Both the cell-based protein creation and precision fermentation emerged from the pharmaceutical industry.
So far, the process used to produce them has been to create them in small quantities at high cost, he said.
“When you’re looking to produce agricultural products, you’re looking to produce exactly the opposite. You want massive quantities at a very low price. This has been the big issue many of the startups have had to deal with.”
Up until 2021, the total invested capital totalled $5 billion globally. But after that, covid and economic headwinds saw a large drop-off in investment.

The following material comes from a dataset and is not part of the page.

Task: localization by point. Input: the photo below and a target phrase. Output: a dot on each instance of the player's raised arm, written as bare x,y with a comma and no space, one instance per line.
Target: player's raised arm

“The investment in plant-based in 2021 is less than the combined investment in fermentation and cultivation,” he said.
Many of these startup companies were funded by and are at the mercy of venture capitalists rather than governments or universities.
But even if these companies falter, the science underpinning the technology is there and will not disappear. It will only improve and innovate, especially if the price of traditionally produced proteins becomes too high.
“This happened in NZ with the wool sector in the 1920s. The minute that wool prices were booming, the artificial wool companies began more developments and building factories. This is what killed off wool in those years; whenever times were good for wool, they were even better for substitute products.”
But remember, said Burton, “the wool transition took decades”.
Campbell said having an industry driven by venture capitalists is not a good premise for basing something in NZ.
“The value proposition for this happening in NZ must be because we have some kind of stick by the science sector here and we have science and R&D capacity in NZ that can do this and that we can have high capacity in arable production.”
Neither of these can be left to venture capital and require a strategic role for the government if any of those scenarios go ahead, he said.